Dubai’s property market momentum is bolstered by several newly launched projects, enriching the pipeline of options for buyers and investors. Recent launches such as Vida Residences Club Point - Building A (launched 20 Sep 2024, handover February 2029) and Porto View, Pier Point 1 and Pier Point 2 (all launched 18 Sep 2024, handover October 2028) are setting new benchmarks in waterfront and community living.

Other prominent launches include Luminar Tower 2 (16 Sep 2024, handover Oct 2026), and Beach Walk Residences 3 by Imtiaz (6 Sep 2024, handover June 2026), which are illustrating developer focus on mid-to-high-end apartments offering lifestyle amenities that appeal to young professionals and families.

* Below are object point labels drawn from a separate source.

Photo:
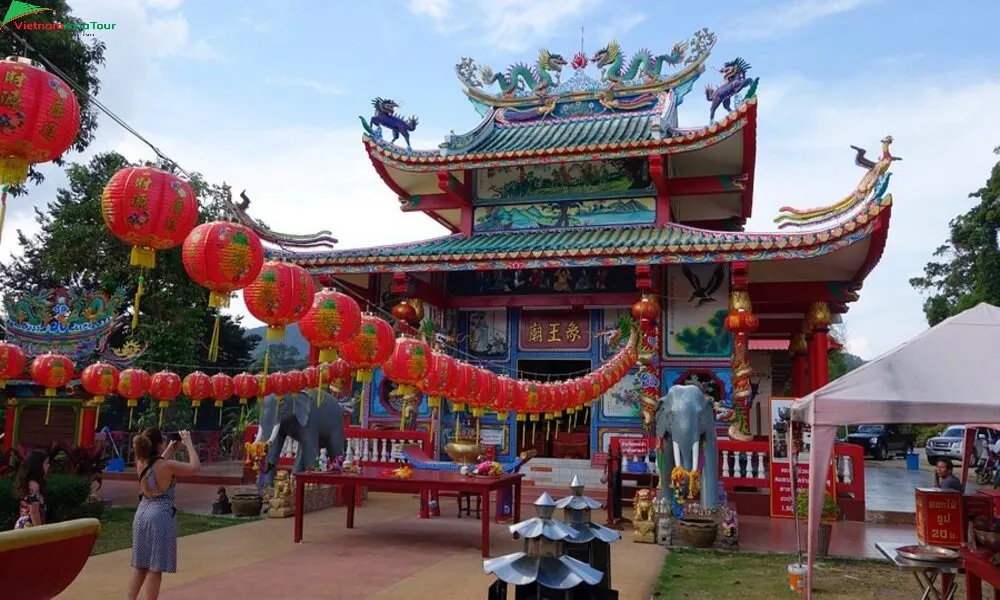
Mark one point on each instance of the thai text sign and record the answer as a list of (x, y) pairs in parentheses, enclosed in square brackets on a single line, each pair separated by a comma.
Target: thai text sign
[(554, 330), (782, 500), (940, 519)]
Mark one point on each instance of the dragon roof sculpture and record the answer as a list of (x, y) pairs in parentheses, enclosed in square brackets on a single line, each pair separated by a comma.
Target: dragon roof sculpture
[(73, 322), (524, 87)]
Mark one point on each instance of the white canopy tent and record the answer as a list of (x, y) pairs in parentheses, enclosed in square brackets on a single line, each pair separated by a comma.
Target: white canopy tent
[(944, 375)]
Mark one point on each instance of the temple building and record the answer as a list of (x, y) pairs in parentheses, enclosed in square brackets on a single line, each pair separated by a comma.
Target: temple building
[(580, 192)]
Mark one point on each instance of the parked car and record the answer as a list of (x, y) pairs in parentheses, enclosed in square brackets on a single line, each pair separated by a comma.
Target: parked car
[(948, 444), (881, 441)]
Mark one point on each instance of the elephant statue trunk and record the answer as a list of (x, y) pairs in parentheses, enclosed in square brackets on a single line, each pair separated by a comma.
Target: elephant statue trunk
[(685, 421)]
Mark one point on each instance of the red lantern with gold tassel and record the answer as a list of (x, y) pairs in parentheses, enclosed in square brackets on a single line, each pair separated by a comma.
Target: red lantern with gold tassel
[(197, 387), (164, 387), (222, 257), (333, 319), (245, 386), (150, 210), (41, 119), (222, 390), (132, 385), (99, 380), (371, 347)]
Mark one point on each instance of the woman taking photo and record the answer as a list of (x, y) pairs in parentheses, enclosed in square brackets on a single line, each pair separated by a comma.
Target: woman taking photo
[(29, 488), (154, 529)]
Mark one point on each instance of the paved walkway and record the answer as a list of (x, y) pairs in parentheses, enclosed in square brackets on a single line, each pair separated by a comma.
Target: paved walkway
[(389, 555)]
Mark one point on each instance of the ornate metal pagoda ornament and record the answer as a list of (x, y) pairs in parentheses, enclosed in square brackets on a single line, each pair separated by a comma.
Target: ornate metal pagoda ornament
[(75, 323)]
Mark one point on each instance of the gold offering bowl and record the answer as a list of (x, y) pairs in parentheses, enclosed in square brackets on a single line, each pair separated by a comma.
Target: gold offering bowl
[(464, 452)]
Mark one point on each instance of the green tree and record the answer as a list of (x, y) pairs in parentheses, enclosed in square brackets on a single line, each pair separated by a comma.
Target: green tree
[(966, 269), (77, 55), (74, 247)]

Luxury continues to be catered to with projects like Ashton Park Residences - The Second (launched August 2024, handover December 2025) and Cove Edition Residence 1 By Imtiaz launched in the same period, promising upscale finishes and premium locations. The addition of AZIZI VENICE 11 (mid-August 2024) and Ocean Pearl by SD - 2 (launched 13 August 2024) further illustrate the vibrant pipeline in Dubai’s luxury and lifestyle property segments.

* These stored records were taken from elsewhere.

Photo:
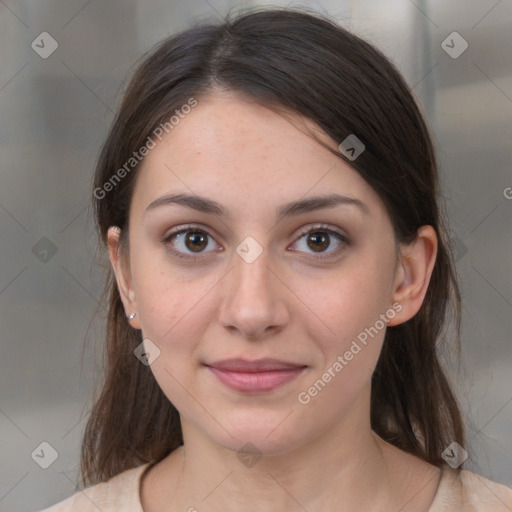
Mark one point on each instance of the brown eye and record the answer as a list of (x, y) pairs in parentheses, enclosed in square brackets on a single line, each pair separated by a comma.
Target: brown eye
[(187, 242), (319, 241), (196, 241)]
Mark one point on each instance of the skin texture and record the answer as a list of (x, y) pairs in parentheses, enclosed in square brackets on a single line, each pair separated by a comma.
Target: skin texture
[(286, 304)]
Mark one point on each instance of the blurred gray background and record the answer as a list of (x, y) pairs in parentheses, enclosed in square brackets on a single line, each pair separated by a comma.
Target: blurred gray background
[(55, 110)]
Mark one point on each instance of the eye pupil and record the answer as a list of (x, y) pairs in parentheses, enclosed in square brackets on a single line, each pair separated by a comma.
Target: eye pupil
[(195, 237), (322, 238)]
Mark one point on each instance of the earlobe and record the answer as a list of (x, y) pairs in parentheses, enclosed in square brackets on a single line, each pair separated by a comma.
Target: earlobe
[(122, 275), (416, 264)]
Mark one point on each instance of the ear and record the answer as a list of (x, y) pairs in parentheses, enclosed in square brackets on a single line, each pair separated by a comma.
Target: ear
[(122, 274), (416, 263)]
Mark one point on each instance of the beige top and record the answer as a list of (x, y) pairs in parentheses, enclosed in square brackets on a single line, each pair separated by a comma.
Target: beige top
[(468, 492)]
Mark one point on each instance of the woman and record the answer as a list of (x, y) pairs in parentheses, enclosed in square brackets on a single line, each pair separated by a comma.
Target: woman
[(268, 194)]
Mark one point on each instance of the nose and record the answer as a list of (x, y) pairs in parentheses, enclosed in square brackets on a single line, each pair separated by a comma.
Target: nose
[(254, 298)]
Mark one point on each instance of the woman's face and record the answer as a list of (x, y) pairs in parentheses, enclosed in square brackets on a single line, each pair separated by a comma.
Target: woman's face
[(261, 279)]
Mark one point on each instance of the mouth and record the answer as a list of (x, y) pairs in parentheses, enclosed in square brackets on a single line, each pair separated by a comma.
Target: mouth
[(255, 376)]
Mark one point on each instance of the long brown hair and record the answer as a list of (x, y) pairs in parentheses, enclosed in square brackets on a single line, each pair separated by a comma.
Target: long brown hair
[(308, 64)]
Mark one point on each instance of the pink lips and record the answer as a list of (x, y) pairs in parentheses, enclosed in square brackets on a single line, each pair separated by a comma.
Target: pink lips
[(254, 376)]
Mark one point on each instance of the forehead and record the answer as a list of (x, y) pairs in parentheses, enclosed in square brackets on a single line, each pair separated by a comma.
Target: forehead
[(239, 150)]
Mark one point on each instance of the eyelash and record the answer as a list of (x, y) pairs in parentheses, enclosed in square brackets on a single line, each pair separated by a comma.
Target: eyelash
[(319, 228)]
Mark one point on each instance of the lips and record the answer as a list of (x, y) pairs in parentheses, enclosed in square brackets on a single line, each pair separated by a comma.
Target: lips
[(255, 376), (261, 365)]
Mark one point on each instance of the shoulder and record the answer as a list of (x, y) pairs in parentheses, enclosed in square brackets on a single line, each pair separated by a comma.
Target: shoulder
[(470, 492), (121, 492)]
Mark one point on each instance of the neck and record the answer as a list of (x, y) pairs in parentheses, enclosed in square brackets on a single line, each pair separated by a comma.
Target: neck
[(332, 472)]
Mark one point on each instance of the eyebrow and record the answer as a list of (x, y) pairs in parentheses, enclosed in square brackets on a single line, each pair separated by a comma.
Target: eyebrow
[(205, 205)]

These new projects, varied across location and handover schedules, reinforce the city's strategic approach to diversify its real estate inventory, targeting different buyer segments while positioning itself for continued growth and investment resilience over the coming years.

Overall Market Review

In summary, the Dubai property market on 24 June 2025 demonstrated a well-balanced blend of vigorous sales activity across multiple segments with a total of 815 transactions closing cumulatively at 2.4 billion AED. The interplay of high-value luxury sales, strong primary market apartment and villa sales, alongside steady resale transactions, indicates a mature and dynamic market environment.

Luxury properties played a pivotal role today with notable sales such as the 69.4 million AED plot in Warsan Fourth and the 40 million AED villa on Palm Jumeirah, underscoring Dubai's sustained allure among high-net-worth individuals. Meanwhile, diversified options in newly launched projects continue to fuel investor and end-user interest, suggesting a positive outlook bolstered by ongoing development launches and a sizeable pipeline.

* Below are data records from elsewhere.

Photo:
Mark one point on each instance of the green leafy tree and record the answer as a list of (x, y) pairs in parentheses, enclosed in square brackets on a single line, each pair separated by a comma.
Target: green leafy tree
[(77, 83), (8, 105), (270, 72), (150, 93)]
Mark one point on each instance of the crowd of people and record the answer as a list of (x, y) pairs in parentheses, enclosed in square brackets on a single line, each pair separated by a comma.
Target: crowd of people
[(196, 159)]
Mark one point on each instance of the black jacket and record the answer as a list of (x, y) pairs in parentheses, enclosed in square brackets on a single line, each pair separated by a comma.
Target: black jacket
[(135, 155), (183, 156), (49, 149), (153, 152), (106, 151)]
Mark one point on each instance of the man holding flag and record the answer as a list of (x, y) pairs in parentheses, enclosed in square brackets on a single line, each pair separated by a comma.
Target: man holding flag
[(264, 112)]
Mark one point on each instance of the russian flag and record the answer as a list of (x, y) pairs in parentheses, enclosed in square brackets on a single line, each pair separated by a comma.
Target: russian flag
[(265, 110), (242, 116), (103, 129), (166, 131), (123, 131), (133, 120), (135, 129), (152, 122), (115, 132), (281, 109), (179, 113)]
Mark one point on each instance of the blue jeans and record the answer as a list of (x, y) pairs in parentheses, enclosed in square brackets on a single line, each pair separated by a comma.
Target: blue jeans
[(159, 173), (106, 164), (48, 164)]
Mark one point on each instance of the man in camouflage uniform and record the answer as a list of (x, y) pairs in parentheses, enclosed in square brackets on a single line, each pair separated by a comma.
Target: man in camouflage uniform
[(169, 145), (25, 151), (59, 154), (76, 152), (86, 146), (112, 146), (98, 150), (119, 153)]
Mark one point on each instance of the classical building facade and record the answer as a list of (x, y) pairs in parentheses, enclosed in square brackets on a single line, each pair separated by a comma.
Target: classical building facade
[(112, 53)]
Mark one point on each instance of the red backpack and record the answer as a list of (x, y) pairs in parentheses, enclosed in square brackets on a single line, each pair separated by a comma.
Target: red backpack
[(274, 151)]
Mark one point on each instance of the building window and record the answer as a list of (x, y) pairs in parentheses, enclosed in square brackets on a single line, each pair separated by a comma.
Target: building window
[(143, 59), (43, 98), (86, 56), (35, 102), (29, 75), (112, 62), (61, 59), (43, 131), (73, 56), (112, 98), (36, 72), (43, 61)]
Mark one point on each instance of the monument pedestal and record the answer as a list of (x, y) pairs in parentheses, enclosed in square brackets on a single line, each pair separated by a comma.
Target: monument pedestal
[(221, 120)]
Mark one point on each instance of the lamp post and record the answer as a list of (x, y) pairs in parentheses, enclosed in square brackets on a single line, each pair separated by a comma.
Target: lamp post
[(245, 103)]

The data points from this day’s overview collectively affirm that Dubai’s real estate market is thriving, backed by strong demand for both residential plots and built units, a keen luxury segment, and a healthy infusion of innovative projects cascading through the system. Stakeholders can look forward to ongoing momentum, particularly as handovers of these new developments approach, providing further liquidity and diversification options well into the next decade.